At the front end, although not shown in Figure 2, the tip of the wire electrode may be sharpened, or have a tapered end which meets at a point, to facilitate insertion into the sample. The length of the wire electrodes may be greater than or equal to 1 cm. More particularly, the length of the wire electrodes may be greater than or equal to 1 .5 cm; or greater than or equal to 2 cm; or greater than or equal to 2.5 cm; or greater than or equal to 3 cm; or greater than or equal to 3.5 cm; or greater than or equal to 4 cm; or greater than or equal to 4.5 cm; or greater than or equal to 5 cm. A probe with electrodes of length 3-5 cm can be particularly useful. In the examples above, the nano-structures are made of gold, but other examples could provide nano-structures of a different metal or metal oxide at the front end of the electrodes. The provision of a layer of metal or metal oxide nano-structures on the tips of the electrodes enables a reduction in impedance at the contact with the sample so that signal-to-noise ratio can be increased and hence it is practical to provide longer probes, including probes longer than 5 cm, to enable sensing or stimulation at deeper locations within the sample.

For glass ensheathed ultramicroelectrodes (UMEs) to be used in any electrophysiological application which involves reception and transmission of electrical signal through any length, the following characteristics are advantageous:

• a controllable frequency response input representing one side usually the one in contact with the biological/and or liquid sample,

• a well-insulated and electrical conductive length/body and a low-ohmic connection on the other side, usually the connection side or back-end.

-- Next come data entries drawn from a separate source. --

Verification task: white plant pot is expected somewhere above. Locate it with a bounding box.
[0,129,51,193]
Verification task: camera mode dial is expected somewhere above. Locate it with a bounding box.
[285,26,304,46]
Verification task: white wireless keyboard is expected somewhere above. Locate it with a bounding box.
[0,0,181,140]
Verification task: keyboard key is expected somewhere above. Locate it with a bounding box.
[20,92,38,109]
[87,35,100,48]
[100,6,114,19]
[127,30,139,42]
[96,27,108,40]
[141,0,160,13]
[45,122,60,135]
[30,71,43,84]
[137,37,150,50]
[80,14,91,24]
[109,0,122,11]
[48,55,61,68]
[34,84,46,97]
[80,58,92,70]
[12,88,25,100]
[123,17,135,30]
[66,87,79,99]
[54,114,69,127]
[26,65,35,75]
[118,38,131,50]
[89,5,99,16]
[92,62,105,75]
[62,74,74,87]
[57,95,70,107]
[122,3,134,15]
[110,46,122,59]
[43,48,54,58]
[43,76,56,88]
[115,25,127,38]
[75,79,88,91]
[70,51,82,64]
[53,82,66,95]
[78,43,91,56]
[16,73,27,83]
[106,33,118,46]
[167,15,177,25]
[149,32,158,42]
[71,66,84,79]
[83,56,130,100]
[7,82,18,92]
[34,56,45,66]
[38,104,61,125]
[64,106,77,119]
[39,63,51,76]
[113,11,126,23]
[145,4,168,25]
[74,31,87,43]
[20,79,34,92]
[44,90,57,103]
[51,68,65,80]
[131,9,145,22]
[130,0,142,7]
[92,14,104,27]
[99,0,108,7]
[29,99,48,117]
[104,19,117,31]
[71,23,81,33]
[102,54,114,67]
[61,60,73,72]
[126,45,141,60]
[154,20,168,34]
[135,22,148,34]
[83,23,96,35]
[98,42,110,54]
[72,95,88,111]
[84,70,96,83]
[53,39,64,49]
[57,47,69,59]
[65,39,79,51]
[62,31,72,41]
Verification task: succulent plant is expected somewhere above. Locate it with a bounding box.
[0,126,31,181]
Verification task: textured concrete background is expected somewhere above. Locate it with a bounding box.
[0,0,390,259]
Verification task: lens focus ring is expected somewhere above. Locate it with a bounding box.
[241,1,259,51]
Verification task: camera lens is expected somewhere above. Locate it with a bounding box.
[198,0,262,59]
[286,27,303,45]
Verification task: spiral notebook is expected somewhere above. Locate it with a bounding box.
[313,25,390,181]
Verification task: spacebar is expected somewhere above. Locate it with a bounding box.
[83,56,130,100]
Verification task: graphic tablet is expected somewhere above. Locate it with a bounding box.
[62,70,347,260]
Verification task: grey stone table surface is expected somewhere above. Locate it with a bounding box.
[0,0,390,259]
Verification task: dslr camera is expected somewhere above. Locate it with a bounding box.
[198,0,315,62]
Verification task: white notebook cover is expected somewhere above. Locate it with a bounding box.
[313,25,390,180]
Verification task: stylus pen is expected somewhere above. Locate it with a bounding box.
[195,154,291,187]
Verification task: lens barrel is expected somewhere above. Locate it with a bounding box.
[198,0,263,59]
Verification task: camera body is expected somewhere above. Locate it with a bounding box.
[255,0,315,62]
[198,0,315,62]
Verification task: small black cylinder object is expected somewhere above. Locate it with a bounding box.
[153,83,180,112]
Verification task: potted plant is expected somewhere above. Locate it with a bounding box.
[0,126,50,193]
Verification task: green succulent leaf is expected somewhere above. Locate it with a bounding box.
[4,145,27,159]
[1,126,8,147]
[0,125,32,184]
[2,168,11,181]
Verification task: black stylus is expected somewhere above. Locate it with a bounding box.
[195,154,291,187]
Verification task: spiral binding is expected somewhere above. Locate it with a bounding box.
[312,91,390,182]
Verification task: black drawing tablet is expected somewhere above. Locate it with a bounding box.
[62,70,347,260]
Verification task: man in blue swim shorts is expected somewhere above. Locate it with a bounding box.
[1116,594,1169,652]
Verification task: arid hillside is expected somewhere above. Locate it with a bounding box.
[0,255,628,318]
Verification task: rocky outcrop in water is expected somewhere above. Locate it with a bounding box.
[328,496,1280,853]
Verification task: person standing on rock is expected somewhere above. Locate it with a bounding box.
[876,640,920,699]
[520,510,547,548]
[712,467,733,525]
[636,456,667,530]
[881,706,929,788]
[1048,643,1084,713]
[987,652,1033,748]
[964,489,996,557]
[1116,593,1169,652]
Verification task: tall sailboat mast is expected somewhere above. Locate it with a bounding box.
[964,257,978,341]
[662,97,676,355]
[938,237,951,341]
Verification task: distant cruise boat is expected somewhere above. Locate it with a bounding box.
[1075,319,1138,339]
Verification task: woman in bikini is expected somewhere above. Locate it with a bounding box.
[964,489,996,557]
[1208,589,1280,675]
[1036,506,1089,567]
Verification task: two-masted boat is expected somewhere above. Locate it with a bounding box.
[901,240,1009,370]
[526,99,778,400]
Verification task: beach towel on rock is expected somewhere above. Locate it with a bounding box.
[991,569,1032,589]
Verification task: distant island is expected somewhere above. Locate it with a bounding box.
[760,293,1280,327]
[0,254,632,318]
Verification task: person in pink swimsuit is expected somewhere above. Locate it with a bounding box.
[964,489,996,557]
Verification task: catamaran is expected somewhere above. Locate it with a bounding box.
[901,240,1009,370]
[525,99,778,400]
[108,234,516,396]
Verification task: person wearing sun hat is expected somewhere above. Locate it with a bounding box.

• UME connection to any microscopic and/or macroscopic conductor by mechanical means either reversibly or non-reversibly preferably features a repeatedly deformable positively protruding mass from surface.

The brain produces in 30 seconds as much electrical data as the Hubble telescope will produce in its lifetime, with the vast amount of data resulting from chemical, biochemical and electrochemical events at cellular, tissue and system levels. Understanding how the sum of these interactions result in behaviour is a major topic of interest, but current technical limitations regarding probe size, geometry, recording capability, channel number and versatility towards other types of information keep the advancement of our understanding of how the brain works at a slow pace. Glass ensheathed UMEs represent an ideal platform for brain activity mapping from both extracellular and intracellular space because of their small size, massive scalability and ability to be interfaced with emerging high-channel count read-out technologies all considered solutions to current tech bottlenecks in experimental neurosciences. UMEs feature small stray capacitances (e.g. less than 0.5 pFcm ²) given the high insulator-conductor ratio, mechanical workability, broad material choice and commercial availability. UMEs usually have one dimension in the micrometre or nanometre domain and at least one the millimetre or centimetre region, thus the properties of the electrified interfaces are to be carefully considered when high frequency electrical signal need to be passed by micron-sized or nano-sized interfaces.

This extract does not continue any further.